This analysis reviews the effect of Events on the combination of Injuries and Fatalities and also economic consequence as a function of property and crop damage.
Need to define population health, the data contains two varaibles FATALITIES and INJURIES which could be used as a marker for “population health”.
In the following example a new variable totalIncidents is created to represent the total impact on poplulation which is based on the sum of FATALITIES and INJURIES.
A ratio of totalIncidents versus number of events is then calculated (incidentRatio) to highlight the net average impact of a single event. The output data frame is then sorted in descending order by incidentRatio with the top ten presented.
Economic consquences are also determined using the PROPDMG and CROPDMG variables.
The dplyr package is used to group the events and then summarise the data within each of the groupings.

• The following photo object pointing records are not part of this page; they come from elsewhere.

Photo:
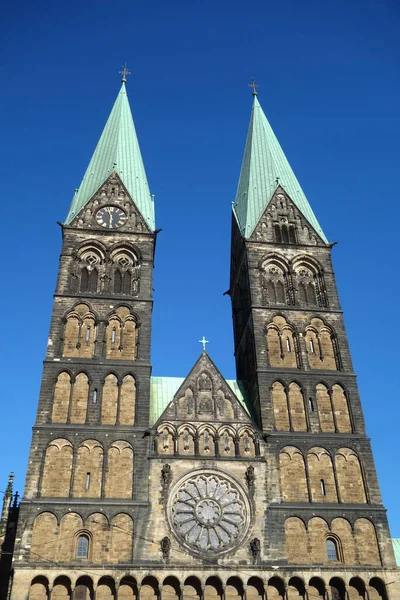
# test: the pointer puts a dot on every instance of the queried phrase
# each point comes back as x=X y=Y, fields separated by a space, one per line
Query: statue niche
x=185 y=405
x=205 y=402
x=224 y=407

# Calculate Event Duration
storm_df$BGN_DATE_TIME <- as.POSIXct(paste(as.Date(storm_df$BGN_DATE,"%m/%d/%Y"),
as.character(storm_df$BGN_TIME)),
format="%Y-%m-%d %H%M")
storm_df$END_DATE_TIME <- as.POSIXct(paste(as.Date(storm_df$END_DATE,"%m/%d/%Y"),
as.character(storm_df$END_TIME)),
format="%Y-%m-%d %H%M")
storm_df$DURATION <- difftime(storm_df$END_DATE_TIME,
storm_df$BGN_DATE_TIME,
units = "hours")
uniqueEVTYPE <- storm_df %>%
mutate(n=1,
impactArea = LENGTH * WIDTH) %>% # Insert a 1 against each obs
group_by(EVTYPE) %>%
summarise(totalEvents = sum(n), # Sum all 1's for total count by group
fatalities = sum(FATALITIES),
injuries = sum (INJURIES),
totalIncidents = sum(FATALITIES+INJURIES), # Total Health Impact
incidentRatio = 1/(totalEvents/totalIncidents), # Incident/Event Ratio
sevRatio = (fatalities/totalEvents), # Severity Ratio
incSevWeighting = if_else(sevRatio == 0,
incidentRatio ,
incidentRatio * sevRatio),
propDamage = sum(PROPDMG),
cropDamage = sum (CROPDMG),
totalDamage = sum(PROPDMG+CROPDMG), # Total Damage
incidentRatio_DMG = 1/(totalEvents/totalDamage), # Damage/Event Ratio
totalArea = sum(impactArea)) %>%
filter(totalIncidents > 0) %>%
arrange(desc(incSevWeighting)) # Sort by the most "Severe"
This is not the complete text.